额头抵着额头,笑的无比安心,“身体怕,心里不怕。你放手我就会掉,最后也不外乎两种结果,或者被你接住,或者摔死在这里……”
话还没完就被小样儿的当场斥责,“不许说死。”
小声狡辩,“没说死。”
“不许动不动把死挂在嘴边。”
狡辩中稍稍带了点底气,“我什么时候动不动就把死挂在嘴边了?”
影美人猛揉我头发,“你念的,孙仲谋写的,曾经的白绢黑字,如今的一团飞灰。亏得你连‘尔今死去侬收葬,未卜侬身何日丧’这种话都说得出来,还要不认?”

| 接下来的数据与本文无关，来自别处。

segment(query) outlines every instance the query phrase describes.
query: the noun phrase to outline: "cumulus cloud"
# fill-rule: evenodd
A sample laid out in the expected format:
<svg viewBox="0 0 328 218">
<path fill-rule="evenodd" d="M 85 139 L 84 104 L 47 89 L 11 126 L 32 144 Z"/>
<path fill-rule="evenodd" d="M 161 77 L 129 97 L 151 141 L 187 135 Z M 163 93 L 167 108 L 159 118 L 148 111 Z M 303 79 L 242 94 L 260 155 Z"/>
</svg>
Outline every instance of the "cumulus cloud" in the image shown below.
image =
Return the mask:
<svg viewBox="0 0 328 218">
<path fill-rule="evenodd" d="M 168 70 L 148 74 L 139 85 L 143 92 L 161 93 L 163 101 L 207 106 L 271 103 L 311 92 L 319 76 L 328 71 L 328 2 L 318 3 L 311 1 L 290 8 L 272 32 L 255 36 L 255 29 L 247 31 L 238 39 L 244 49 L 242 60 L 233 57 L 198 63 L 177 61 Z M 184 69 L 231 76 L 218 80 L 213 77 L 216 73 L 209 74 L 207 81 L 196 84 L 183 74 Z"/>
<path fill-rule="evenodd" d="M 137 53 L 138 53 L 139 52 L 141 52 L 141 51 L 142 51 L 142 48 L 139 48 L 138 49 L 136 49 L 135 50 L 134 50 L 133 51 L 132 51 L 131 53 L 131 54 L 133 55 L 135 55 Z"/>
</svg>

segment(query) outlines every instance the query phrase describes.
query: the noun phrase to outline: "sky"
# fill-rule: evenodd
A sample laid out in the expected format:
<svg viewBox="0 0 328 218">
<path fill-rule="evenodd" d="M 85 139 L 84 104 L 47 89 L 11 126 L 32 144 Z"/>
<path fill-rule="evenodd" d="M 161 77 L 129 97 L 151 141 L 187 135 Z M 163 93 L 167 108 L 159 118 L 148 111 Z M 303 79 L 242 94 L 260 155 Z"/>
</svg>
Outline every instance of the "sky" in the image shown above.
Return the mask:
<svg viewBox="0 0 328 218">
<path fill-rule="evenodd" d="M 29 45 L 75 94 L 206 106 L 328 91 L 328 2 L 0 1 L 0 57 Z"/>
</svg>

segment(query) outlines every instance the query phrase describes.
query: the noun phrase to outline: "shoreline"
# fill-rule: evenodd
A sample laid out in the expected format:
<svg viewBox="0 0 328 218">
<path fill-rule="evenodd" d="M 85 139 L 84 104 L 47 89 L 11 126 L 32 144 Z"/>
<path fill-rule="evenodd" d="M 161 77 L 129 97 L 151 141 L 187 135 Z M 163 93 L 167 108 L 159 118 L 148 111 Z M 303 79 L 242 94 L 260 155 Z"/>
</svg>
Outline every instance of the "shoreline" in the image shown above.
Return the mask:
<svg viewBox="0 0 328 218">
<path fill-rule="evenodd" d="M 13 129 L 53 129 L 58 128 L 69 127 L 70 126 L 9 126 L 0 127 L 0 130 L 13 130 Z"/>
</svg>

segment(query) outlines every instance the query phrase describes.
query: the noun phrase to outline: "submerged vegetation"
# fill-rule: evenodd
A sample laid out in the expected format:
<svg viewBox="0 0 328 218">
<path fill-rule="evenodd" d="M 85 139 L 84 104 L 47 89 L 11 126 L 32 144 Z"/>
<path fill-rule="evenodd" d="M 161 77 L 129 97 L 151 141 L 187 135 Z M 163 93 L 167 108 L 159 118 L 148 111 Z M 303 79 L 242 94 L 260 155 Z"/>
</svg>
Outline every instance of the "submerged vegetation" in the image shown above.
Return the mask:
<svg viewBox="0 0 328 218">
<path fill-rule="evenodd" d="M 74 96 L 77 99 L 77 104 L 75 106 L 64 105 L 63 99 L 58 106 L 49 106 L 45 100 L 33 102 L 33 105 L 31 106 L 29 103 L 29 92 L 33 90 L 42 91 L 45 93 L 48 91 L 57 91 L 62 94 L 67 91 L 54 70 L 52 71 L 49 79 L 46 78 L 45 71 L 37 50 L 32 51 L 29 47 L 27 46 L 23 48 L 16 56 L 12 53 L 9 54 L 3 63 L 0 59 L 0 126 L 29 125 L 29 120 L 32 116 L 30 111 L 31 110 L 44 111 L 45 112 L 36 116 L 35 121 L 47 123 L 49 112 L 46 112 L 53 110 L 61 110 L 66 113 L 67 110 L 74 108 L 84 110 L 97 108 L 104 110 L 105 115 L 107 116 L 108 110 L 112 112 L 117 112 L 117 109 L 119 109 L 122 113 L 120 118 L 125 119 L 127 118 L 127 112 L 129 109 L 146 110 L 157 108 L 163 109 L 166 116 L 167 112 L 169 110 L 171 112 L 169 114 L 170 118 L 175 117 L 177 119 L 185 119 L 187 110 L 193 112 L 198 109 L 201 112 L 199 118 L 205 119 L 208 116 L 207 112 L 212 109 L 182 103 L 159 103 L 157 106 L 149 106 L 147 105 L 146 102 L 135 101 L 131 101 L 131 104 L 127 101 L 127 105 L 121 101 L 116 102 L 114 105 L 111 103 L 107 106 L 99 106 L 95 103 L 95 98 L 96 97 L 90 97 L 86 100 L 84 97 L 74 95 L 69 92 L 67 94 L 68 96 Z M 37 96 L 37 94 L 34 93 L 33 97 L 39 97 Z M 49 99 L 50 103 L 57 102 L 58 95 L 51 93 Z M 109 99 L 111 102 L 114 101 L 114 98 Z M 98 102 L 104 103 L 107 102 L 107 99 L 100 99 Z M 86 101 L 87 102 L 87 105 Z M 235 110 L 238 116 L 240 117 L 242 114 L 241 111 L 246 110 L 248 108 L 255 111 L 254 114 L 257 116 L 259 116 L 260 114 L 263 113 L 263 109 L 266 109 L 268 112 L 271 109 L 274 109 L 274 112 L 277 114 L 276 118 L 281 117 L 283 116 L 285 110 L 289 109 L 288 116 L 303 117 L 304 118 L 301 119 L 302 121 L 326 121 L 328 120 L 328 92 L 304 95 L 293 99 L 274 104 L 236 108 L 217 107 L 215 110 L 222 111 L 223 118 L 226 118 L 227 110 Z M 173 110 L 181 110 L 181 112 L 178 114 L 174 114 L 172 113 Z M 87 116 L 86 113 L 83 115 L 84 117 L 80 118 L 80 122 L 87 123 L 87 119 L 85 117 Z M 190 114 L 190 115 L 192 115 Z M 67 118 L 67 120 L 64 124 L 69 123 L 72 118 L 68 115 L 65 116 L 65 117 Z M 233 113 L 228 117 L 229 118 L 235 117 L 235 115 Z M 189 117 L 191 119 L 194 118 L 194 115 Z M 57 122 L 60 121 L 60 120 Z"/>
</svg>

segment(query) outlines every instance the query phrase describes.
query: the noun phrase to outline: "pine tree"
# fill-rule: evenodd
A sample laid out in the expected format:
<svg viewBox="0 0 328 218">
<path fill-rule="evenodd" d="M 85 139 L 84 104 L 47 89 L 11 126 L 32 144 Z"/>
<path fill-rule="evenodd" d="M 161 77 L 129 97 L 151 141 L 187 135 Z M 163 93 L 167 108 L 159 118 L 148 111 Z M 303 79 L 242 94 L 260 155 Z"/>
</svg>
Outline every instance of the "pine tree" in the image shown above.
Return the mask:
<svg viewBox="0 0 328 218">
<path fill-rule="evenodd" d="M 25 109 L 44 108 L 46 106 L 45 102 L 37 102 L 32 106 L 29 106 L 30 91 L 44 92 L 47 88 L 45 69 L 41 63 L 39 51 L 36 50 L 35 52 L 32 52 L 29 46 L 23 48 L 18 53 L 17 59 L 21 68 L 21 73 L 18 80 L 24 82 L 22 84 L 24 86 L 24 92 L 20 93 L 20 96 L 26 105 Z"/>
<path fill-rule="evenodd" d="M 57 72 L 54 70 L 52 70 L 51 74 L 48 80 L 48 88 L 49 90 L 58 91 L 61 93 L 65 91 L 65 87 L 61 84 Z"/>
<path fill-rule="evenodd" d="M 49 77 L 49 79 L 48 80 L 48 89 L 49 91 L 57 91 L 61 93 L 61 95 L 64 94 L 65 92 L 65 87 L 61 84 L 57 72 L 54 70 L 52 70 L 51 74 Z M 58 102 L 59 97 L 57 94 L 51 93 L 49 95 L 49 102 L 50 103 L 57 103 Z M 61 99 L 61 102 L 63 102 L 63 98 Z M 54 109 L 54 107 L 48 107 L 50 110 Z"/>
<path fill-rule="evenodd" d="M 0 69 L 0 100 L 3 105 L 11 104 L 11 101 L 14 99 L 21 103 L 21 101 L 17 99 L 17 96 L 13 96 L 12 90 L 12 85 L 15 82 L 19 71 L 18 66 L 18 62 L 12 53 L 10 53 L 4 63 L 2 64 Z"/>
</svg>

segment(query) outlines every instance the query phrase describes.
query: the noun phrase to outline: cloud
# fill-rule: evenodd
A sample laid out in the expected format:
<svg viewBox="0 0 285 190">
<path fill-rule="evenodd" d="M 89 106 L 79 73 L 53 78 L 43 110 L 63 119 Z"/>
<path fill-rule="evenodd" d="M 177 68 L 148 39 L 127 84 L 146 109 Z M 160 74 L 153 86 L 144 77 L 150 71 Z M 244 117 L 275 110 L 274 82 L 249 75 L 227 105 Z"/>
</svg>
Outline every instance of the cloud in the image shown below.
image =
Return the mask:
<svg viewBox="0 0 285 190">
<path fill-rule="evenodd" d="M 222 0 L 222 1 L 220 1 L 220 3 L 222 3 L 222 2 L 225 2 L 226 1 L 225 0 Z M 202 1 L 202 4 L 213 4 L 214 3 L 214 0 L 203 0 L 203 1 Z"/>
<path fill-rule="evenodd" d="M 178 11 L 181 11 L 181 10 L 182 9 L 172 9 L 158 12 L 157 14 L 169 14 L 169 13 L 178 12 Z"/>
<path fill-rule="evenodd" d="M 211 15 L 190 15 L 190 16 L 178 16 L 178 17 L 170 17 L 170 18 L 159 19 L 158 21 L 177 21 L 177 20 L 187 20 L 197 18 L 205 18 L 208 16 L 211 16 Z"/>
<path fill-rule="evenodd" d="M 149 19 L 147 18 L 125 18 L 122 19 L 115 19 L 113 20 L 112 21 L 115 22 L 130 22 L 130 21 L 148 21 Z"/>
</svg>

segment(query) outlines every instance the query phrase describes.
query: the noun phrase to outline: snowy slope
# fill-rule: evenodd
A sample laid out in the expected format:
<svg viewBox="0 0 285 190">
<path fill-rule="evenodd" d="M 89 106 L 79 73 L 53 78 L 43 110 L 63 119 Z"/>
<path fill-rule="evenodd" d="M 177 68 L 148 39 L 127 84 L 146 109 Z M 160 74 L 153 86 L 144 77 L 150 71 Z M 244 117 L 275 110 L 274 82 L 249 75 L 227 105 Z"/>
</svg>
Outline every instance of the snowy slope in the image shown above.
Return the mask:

写给孙坚的悼文突然被翻出来说事儿,我一时间也愣住做不出反应。
抄袭果真是要付出代价的。
“就随便那么一说,你也知道,文学创作的基本特点就是夸张,‘为赋新诗强说愁’,要的就是那么一点儿感染力。听了就听了,不用太当回事儿。”
“你的‘强说愁’都这么让人心疼,‘真愁’又怎样?”
“尝尽愁滋味,反倒说不出口。什么时候我念一句‘天凉好个秋’,才算是真愁。”
“既然如此,就永远都不要说这一句,我也永远都不会让你有机会说这一句。”
小蹄子一脸认真,我也不好反驳,唯有轻笑着点头应是。
影美人见我态度敷衍,禁不住变了脸色,挑着尾音问道,“你不相信?”
“相信。”
“我不相信你相信。”
嗤笑出声,“那要怎么样你才会相信我相信?”
“枉费我跟你说过那么多次,你却每每都当成耳旁风。”
隐隐有不祥的预感,却还是忍不住问出口,“你说过什么?”
小样儿的扭捏了半天,终于切入正题,“给我生个孩子吧,男孩女孩都好,漂漂亮亮,健健康康,我们一起把他养大。”
呃
这话题果真是隔三差五就蹦出来捣乱。
“宝贝儿啊,你为什么对生孩子这么执着?”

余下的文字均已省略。